I’ll Never Ask For Anyone But You

WARNING! This post contains nudity! You can’t see much, because my skins are Barbie and I was making sure you couldn’t see anything to spoil the illusion, but still! NSFW!

She had come back, Lamorak knew, that afternoon. Or rather, she had told him to expect her back late that afternoon. Lamorak looked at the lowering sun in the sky, screwed up his courage, and walked into freshman ladies’ dormitory.

He should not have had to screw up his courage, but comforting Garnet after she saw her mother was always a trial. Especially after what had happened almost two years ago now. It was a miracle Garnet had forgiven him at all, but she had not forgiven her mother. And truth to tell, the more that Lamorak thought about it — which he tried to avoid doing whenever he could help it — he could not blame her for not forgiving Morgause. He wasn’t sure he forgave Morgause, either. He still wasn’t sure what had come over him, that day two years ago, but he was damn sure that Morgause had not only been fully on board with it, but encouraging it. Even if he had been coming onto her, what kind of mother willingly climbed into bed with her daughter’s betrothed?

But he wouldn’t think about that now. He wouldn’t bring further pain to Garnet. Because however bad things were with her mother, one things were certain — after Lot’s collapse, things with her father were so much worse.

There were two young women sitting on the sofas in the late-afternoon sunlight. But only one attracted his attention. She was oddly familiar-looking, though Lamorak couldn’t trace the resemblance — if there even was one of them.

He coughed to bring her attention to him.

The young woman looked up. Something in that quizzical glance hammered hom the feeling of familiarity, but Lamorak didn’t have time to ponder the resemblance. “Yes?” she asked.

“I’m looking for Lady Garnet Orkney.
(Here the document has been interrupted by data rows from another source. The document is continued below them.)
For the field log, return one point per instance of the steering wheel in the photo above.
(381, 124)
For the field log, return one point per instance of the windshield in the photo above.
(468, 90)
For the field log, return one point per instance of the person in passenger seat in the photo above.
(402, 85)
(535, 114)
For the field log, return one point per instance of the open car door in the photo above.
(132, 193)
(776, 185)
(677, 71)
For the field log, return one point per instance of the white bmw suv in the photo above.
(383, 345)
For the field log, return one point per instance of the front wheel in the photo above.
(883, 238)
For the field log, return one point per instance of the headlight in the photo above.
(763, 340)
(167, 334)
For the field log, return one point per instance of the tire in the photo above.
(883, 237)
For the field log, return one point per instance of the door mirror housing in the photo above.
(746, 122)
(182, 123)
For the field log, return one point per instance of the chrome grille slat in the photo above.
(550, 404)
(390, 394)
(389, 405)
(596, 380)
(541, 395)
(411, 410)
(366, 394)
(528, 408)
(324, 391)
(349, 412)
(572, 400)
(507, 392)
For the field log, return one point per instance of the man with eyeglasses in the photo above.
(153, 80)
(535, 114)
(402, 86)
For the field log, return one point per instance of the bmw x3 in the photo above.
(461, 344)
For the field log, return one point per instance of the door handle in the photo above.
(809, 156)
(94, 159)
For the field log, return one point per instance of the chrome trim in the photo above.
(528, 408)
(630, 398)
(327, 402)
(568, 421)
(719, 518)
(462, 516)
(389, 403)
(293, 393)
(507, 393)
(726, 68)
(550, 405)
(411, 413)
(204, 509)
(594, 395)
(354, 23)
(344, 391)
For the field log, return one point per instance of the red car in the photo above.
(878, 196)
Is she back yet?”

The young woman nodded. “Aye. She’s upstairs, in her room.”

“Thank you.”

Lamorak was halfway out the door that led into the corridor when the young woman spoke again. “I suppose I ought to warn you that she’s a wreck. The Princess is upstairs with her.”
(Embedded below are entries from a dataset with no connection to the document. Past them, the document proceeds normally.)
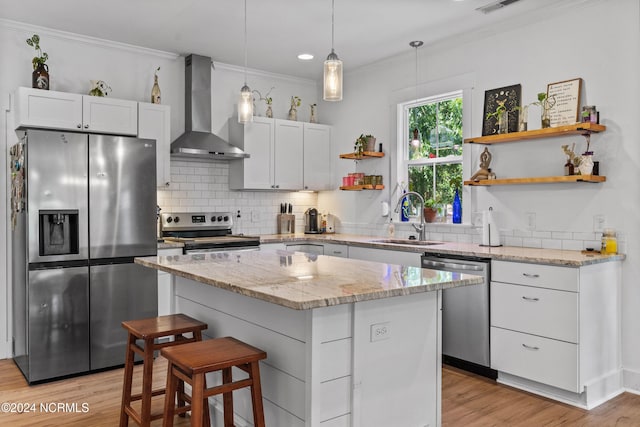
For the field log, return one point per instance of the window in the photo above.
(433, 162)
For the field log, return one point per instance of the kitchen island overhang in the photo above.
(349, 342)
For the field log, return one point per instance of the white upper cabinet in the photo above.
(256, 139)
(154, 122)
(288, 155)
(47, 109)
(284, 155)
(317, 157)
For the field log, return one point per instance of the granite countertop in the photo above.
(303, 281)
(504, 253)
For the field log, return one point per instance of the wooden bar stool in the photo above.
(189, 363)
(148, 330)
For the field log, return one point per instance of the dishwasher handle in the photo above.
(448, 265)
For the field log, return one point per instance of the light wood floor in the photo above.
(467, 400)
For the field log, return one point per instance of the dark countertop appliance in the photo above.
(83, 207)
(311, 221)
(202, 232)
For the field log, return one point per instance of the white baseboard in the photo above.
(631, 381)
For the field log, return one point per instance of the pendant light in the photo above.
(415, 141)
(245, 103)
(332, 70)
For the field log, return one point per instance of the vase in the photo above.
(586, 163)
(155, 91)
(457, 209)
(293, 114)
(312, 117)
(523, 118)
(503, 122)
(40, 77)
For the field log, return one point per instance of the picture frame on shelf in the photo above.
(567, 106)
(511, 97)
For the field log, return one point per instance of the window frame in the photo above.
(402, 148)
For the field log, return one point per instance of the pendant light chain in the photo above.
(245, 42)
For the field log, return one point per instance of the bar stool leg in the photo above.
(128, 379)
(169, 398)
(197, 400)
(256, 395)
(145, 412)
(227, 398)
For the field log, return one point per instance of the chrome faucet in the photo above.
(421, 227)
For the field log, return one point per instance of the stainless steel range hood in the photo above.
(197, 142)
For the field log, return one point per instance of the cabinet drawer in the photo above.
(545, 312)
(542, 276)
(544, 360)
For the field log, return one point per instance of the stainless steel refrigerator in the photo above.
(83, 206)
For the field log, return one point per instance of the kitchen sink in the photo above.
(407, 242)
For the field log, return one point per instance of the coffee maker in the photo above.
(311, 220)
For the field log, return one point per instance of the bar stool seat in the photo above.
(190, 363)
(148, 331)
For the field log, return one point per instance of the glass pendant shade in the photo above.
(245, 105)
(332, 78)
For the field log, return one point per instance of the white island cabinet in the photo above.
(555, 330)
(48, 109)
(341, 336)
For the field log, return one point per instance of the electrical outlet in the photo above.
(380, 331)
(530, 217)
(598, 223)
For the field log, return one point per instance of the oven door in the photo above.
(205, 250)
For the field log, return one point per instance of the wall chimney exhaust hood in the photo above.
(197, 142)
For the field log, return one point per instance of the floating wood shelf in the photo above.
(574, 129)
(365, 155)
(362, 187)
(538, 180)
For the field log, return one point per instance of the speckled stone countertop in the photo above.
(303, 281)
(504, 253)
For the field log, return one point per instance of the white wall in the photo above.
(598, 41)
(76, 59)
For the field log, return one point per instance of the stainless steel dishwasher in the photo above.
(465, 314)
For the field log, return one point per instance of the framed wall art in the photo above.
(567, 102)
(510, 95)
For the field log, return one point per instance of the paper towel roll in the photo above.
(485, 228)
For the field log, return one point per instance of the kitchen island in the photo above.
(349, 343)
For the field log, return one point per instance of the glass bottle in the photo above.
(457, 209)
(155, 91)
(609, 242)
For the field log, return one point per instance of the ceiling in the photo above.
(366, 31)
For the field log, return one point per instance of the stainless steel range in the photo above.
(205, 232)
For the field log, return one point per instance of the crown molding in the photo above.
(80, 38)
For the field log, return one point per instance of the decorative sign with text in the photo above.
(567, 95)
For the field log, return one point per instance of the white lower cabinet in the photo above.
(556, 329)
(165, 285)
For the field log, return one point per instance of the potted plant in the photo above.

“Er — thank you.” Lamorak climbed the stairs and wondered whether he should be glad that Garnet had help, or upset that she had clearly been here long enough to send out for help — send for someone other than him.

Then again, who was to say that the Princess, with the magical talent that they both shared, hadn’t simply known that Garnet would need all the help she would get, and was willing to provide it?

In any case, Lamorak could hear the sniffling from the time he mounted the sixth step.

“It’s — it’s just not fair!”

Lamorak could hear nothing but a soothing murmur from a person who he guessed was the princess.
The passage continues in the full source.